2021 was the ‘most challenging year’ for taxpayers. 2022 could be worse.

Long waits, delayed refunds and confusion made taxpayer interactions with the Internal Revenue Service, never the most joyous of exchanges, more frustrating than ever. And that could just be a warmup for what’s to come this year, says a new watchdog report.

Americans visited the IRS website, hoping to learn the status of their refunds, more than 630 million times last year. That left many in limbo as the tax agency fell behind in processing returns and responding to inquiries, according to the National Taxpayer Advocate, an independent organization within the IRS that came up with the findings.

“There is no way to sugarcoat the year 2021 in tax administration: From the perspective of tens of millions of taxpayers, it was horrendous,” reads the report, later adding, “2021 was the most challenging year ever for taxpayers.”

While the problems, which ranged from poor telephone service to premature collection notices due to delays in processing taxpayer responses, were aggravated by the pandemic, their origin is in budget issues. From 2010 to 2019, Congress reduced the IRS budget from $14.6 billion to $11.5 billion, and its staff dropped from 94,000 employees to 73,000, according to Congressional Budget Office estimates

The Biden administration attempted to increase the IRS’s budget as part of the Build Back Better program, but with that initiative stalled, the agency is seemingly facing another year of struggles, which will make it even more frustrating for taxpayers this year.

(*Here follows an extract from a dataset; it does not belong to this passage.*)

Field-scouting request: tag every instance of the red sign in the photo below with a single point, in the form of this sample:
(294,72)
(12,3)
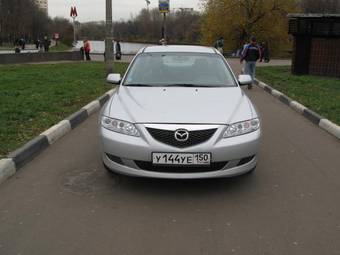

The IRS started the 2021 season behind and never caught up. That situation is set to repeat in 2022, with an even bigger backlog of old returns. Paper returns took an average of 8 months to process. (This year’s tax season begins on Jan. 24. On Dec. 23, the IRS said it still had 6 million unprocessed individual returns from 2021. (Returns filed electronically are processed faster.)

“As the IRS is preparing to begin the 2022 filing season, it is poised to carry over millions of unprocessed returns and millions of pieces of taxpayer correspondence, resulting in even longer delays for taxpayers who have been patiently waiting for far too long,” the report read.